Are you serious? said Rex.

Dead serious, he said, and crossed his heart. Hope to die. Which is why I got my own place.

Your own place?

Yeah. Over by the fence.

Why’d you get a new place? We can all fit here.

Well, he said. This place is a little nicer.

He’d never had his own place before. I pictured his nicer new place—maybe it had wooden walls, and a real front door. Maybe it even had electricity; there were lights and power lines along the broken-down chain-link fence that had once, decades before, contained the trash, though now the trash contained the fence.

It’s a lot bigger, my dad went on. Two bedrooms, and a living room.

I thought about this. Having a real bedroom would be a definite upgrade, even if I did have to share it with Rex.

Perfect for three people, said my dad.

Three people? I said. What about grandma?

Grandma? my father said, as though he hadn’t thought of this. And I supposed he was right—she could stay by herself. Come to think of it, she probably wouldn’t want to leave her instruments anyway; in the last year alone her workshop had been looted three times, so she’d finally moved them all into the house so she’d be there to protect them if someone came calling. Now there were bits of makeshift tin can violin and tuba and guitar and clarinet hanging from the walls and ceiling and cluttering up the floors, to the point where I sometimes felt I was living in the stomach of a large beast with a musical appetite.

Just then a little dog came racing around the corner, tongue lolling, ears flopping like the wings of some awkward flightless bird. It had an orange extension cord tied around its neck for a leash, which was trailing along the ground behind it, and as it neared us the cord got tangled up in its paws and it face-planted right at my feet.


A girl came running after the dog, which had by then righted itself and started jumping up against my legs and slobbering all over the place. She almost tripped to avoid running into my dad. He caught her and righted her.

Zee, Rex, he said. This is Daisy Mae, and Tulip.

Which one’s which? said Rex.

Tulip’s the puppy, said the girl. I’m Daisy Mae.
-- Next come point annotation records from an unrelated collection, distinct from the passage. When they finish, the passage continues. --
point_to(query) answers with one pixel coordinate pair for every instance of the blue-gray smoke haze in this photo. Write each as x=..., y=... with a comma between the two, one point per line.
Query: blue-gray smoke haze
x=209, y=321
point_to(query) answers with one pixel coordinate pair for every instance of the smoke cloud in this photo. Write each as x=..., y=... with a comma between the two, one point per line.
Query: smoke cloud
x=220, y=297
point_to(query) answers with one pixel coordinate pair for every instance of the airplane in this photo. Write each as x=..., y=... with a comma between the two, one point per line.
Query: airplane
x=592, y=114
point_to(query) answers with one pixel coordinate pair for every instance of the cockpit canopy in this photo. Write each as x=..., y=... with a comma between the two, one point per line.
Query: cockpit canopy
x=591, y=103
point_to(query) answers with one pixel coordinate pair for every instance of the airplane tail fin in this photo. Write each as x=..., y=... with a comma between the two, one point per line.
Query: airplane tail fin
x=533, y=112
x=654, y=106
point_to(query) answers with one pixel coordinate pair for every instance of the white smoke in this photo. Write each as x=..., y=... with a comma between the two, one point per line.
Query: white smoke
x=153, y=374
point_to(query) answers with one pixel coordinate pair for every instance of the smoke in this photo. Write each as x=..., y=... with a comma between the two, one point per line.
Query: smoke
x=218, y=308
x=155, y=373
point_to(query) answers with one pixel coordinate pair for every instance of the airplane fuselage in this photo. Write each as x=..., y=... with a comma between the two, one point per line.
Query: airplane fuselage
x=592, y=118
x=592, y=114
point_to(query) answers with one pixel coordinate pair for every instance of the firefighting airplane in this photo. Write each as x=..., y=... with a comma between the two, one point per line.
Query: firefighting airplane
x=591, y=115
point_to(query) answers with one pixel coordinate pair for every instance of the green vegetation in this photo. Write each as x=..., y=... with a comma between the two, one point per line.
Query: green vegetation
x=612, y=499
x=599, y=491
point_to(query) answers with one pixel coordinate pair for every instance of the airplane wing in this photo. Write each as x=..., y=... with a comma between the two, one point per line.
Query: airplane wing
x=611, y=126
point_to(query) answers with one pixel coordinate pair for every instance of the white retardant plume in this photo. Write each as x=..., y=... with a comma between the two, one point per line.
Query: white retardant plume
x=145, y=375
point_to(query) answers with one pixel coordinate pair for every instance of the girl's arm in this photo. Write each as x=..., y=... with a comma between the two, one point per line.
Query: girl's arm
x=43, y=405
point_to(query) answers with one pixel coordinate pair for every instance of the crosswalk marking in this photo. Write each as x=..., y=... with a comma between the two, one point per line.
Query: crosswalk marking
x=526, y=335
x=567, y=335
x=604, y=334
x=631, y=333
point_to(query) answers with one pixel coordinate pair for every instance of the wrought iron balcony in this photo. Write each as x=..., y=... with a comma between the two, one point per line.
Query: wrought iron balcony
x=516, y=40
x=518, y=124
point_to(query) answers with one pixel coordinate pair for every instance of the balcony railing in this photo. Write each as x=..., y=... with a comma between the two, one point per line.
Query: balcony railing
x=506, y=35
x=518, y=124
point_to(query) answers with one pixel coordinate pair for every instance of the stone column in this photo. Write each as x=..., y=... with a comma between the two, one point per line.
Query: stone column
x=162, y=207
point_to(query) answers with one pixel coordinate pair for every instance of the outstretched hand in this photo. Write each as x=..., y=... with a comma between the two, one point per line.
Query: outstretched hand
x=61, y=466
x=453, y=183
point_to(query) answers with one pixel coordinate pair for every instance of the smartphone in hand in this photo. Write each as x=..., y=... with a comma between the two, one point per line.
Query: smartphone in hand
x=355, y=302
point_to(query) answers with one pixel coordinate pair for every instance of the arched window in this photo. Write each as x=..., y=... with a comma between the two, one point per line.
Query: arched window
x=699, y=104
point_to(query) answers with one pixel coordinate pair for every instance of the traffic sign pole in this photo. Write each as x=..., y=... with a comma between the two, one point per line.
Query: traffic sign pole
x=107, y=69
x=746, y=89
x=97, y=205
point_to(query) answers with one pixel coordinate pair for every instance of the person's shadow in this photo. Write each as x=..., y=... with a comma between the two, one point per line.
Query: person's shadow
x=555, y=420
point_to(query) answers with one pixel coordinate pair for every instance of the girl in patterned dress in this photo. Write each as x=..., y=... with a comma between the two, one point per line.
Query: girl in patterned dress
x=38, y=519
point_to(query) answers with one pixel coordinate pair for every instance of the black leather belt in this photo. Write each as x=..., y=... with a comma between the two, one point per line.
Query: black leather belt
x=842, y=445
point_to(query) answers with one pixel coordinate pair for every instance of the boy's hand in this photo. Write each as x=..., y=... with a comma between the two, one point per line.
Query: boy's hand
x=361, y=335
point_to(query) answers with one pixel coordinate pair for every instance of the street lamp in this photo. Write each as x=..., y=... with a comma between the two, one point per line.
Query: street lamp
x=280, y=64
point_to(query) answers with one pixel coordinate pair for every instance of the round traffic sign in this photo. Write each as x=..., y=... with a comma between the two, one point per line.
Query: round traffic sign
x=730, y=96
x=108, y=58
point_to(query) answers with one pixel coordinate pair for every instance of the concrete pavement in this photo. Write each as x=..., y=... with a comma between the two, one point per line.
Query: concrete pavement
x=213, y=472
I stared at her. She wasn’t from the mountain, that was obvious; nobody half so clean or half so beautiful lived here. It was an odd kind of beauty, since she was covered all over with pink splotches, like someone had splattered her with bleach and then laid her out to dry, but the spots only drew attention to the perfection that was her face.

I tore my eyes away and I waited for my dad to offer an explanation, but he didn’t seem to be in any hurry. Rex came to the rescue with his standard forthrightness.

Why are you here?

My mother is Amaryllis, she said, as if another flower explained everything. Then a woman came walking around the corner—a pale and wispy vision of a woman, like something off the kinds of scrap advertisements for laundry detergent my grandmother used to hang around the house for decoration.
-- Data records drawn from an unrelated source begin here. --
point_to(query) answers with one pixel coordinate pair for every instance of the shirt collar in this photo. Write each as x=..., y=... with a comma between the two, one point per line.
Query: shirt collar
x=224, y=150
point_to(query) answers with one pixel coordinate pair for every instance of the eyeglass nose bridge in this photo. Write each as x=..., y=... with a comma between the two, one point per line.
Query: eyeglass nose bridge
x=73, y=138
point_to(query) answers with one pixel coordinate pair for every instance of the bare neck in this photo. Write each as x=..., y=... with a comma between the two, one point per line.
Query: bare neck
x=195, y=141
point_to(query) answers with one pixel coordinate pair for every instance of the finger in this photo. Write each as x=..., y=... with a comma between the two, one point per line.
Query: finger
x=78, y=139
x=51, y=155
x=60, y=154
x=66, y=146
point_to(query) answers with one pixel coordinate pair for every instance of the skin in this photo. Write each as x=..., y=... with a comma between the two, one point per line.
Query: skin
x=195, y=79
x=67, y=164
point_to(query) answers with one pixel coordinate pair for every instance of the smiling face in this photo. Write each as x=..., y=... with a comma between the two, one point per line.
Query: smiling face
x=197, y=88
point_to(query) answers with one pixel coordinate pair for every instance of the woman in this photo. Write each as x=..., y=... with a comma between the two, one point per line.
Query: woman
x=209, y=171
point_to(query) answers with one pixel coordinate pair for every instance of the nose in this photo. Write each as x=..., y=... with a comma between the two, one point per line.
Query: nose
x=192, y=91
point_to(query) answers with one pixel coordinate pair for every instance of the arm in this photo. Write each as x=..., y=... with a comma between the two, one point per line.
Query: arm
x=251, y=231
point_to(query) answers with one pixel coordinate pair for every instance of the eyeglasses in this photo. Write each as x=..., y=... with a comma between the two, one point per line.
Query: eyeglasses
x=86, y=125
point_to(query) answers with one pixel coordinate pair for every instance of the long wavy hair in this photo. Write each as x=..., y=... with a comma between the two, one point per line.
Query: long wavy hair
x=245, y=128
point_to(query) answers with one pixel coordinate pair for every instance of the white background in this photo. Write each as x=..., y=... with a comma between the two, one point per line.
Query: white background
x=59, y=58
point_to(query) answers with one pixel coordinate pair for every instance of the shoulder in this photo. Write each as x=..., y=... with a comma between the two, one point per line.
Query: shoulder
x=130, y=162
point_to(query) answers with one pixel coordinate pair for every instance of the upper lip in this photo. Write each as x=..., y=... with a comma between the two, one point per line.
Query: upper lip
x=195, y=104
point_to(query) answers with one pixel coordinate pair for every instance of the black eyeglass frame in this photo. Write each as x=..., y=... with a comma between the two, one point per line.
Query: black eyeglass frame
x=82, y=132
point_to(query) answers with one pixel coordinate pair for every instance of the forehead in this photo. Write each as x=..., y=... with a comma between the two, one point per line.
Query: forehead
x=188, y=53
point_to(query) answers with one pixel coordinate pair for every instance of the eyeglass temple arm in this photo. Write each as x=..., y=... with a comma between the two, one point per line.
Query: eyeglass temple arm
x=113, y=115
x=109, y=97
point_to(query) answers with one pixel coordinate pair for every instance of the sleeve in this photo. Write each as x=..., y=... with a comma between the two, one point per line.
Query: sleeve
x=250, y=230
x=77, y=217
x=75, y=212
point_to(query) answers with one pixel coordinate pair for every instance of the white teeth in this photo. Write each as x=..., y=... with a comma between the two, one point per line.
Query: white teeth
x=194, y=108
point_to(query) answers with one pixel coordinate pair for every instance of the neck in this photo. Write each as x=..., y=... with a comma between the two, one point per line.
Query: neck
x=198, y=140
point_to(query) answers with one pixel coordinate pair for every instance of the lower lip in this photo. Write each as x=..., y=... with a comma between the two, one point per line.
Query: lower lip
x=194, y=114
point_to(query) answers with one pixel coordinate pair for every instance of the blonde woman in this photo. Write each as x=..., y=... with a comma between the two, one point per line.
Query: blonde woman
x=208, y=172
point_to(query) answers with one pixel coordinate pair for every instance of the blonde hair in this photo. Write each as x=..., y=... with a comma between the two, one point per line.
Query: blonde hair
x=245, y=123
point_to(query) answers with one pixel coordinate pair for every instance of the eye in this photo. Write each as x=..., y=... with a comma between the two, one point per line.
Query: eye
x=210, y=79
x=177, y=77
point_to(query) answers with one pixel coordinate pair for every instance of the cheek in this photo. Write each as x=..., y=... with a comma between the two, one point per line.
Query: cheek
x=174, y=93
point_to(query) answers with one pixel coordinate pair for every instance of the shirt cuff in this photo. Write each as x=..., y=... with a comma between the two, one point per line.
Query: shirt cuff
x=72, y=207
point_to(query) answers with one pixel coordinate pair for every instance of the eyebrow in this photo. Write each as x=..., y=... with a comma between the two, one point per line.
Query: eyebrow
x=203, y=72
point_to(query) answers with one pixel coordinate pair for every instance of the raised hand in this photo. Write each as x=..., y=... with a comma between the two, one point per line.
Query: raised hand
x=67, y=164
This is Amaryllis, said my father. My wife.

You better be careful of that dog, Rex told Daisy Mae, not seeming to blink an eye at the addition of two people and a dog to our family tree. People’ll eat dog around here, if they can get their hands on it.


Neat, huh? said my dad, as Rex plugged and unplugged a small television into a power cord and the screen flickered on and off. Place came with a television—can you believe it?
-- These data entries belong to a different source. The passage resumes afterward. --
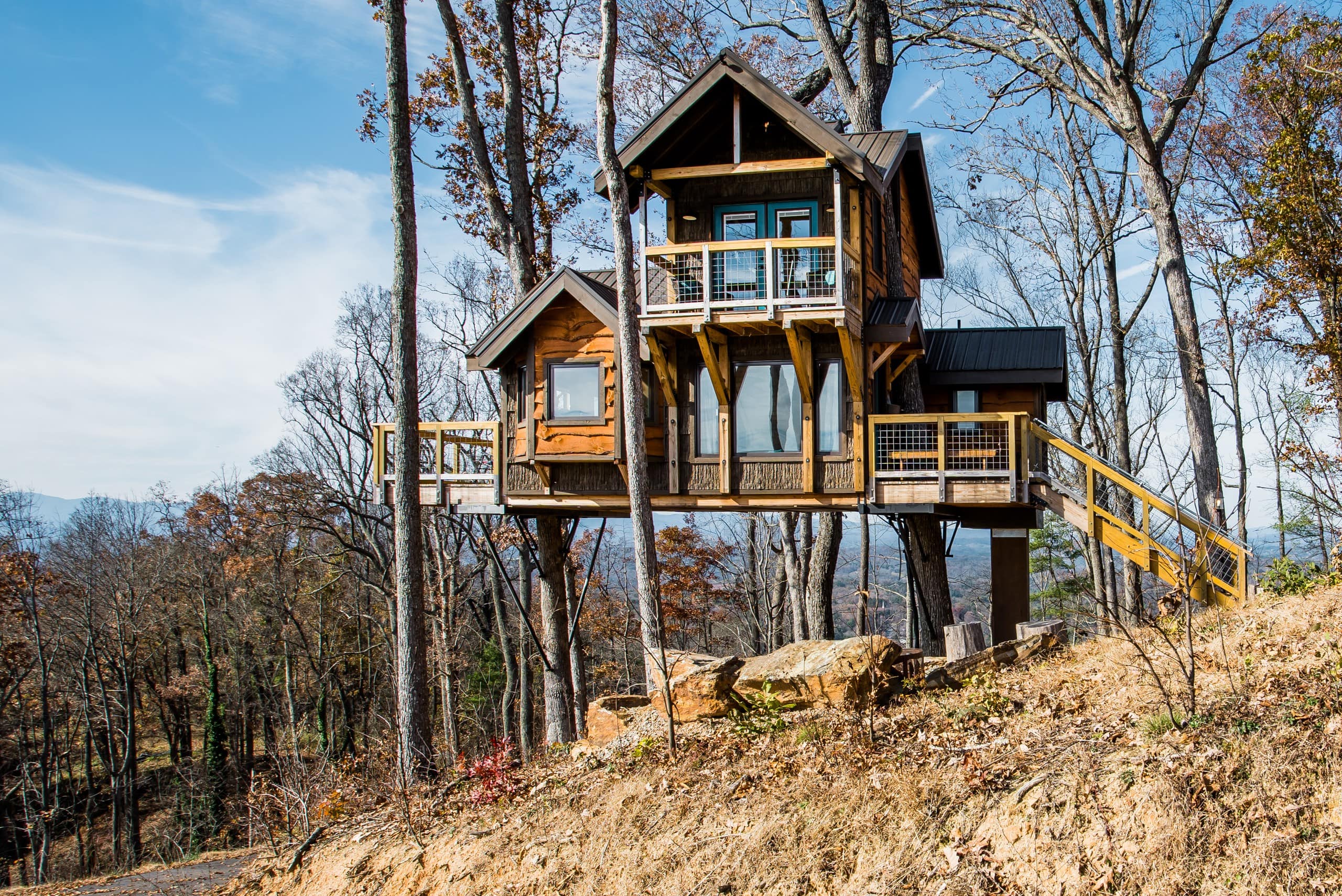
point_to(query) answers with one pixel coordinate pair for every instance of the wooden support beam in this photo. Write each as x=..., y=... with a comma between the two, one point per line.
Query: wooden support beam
x=799, y=347
x=881, y=359
x=716, y=360
x=744, y=168
x=665, y=368
x=904, y=364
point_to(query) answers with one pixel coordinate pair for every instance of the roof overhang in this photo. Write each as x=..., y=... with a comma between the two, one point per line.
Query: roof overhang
x=730, y=66
x=493, y=348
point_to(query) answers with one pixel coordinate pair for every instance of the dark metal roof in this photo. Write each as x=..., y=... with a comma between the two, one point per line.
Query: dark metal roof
x=980, y=356
x=603, y=284
x=880, y=147
x=890, y=313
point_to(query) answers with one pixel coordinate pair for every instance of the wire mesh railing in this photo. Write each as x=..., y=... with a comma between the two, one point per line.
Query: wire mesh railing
x=744, y=275
x=957, y=445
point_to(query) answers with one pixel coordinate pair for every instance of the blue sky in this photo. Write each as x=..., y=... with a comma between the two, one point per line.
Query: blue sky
x=183, y=200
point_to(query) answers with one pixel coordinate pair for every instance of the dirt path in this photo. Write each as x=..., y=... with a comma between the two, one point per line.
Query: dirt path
x=195, y=879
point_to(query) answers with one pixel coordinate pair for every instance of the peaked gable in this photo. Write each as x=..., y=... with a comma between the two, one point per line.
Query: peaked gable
x=730, y=69
x=591, y=292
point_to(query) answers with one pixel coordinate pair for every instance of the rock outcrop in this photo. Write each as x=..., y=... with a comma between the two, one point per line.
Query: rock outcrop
x=825, y=674
x=702, y=691
x=607, y=717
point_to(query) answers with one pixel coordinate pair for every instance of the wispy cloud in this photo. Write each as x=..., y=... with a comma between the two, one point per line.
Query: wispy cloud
x=928, y=94
x=145, y=330
x=1133, y=270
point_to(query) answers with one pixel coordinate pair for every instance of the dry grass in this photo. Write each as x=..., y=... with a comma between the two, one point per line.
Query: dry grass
x=1050, y=780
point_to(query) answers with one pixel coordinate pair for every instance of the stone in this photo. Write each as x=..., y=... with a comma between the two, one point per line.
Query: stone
x=964, y=640
x=702, y=691
x=953, y=675
x=1058, y=628
x=607, y=717
x=825, y=674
I sat there on the bed with my arms crossed, feeling as though someone had stuffed my eyes with pins. Every movement was excruciating; everywhere I looked I saw what my father had bought for his new family, and not for me. The place had electricity, like I’d suspected; it had a small and functional-looking kitchen area, two queen-sized beds in the bedrooms, and fake flowers tacked up all over the sturdy walls. I couldn’t tell one flower from the next, but I wish I knew which ones were the daisies.

You can come on over whenever you want, alright, bud? my dad told Rex, and ruffled his hair so he looked like the roosters our neighbors kept in a pen behind their house. It’s as good as yours.

Awesome! said Rex.

My dad turned to me. You too, kiddo.

Right, I said. Thanks.

I was thinking, my dad said. Maybe tonight you guys could come over for dinner? Zee, you could bring your violin. I’ve told Amaryllis and Daisy Mae all about how good you are on the fiddle.

He did, Daisy Mae put in enthusiastically. He said you’re like a prodigy.

I stood up. I have to go, I announced. I flicked Tulip off my bare feet, which he’d been licking as enthusiastically as if they were covered in molasses.

Where? said my father. School doesn’t start for another hour, does it?

I’m not in school anymore, I said.

Then where are you going?

His eybrows went up. Work? You on a crew now?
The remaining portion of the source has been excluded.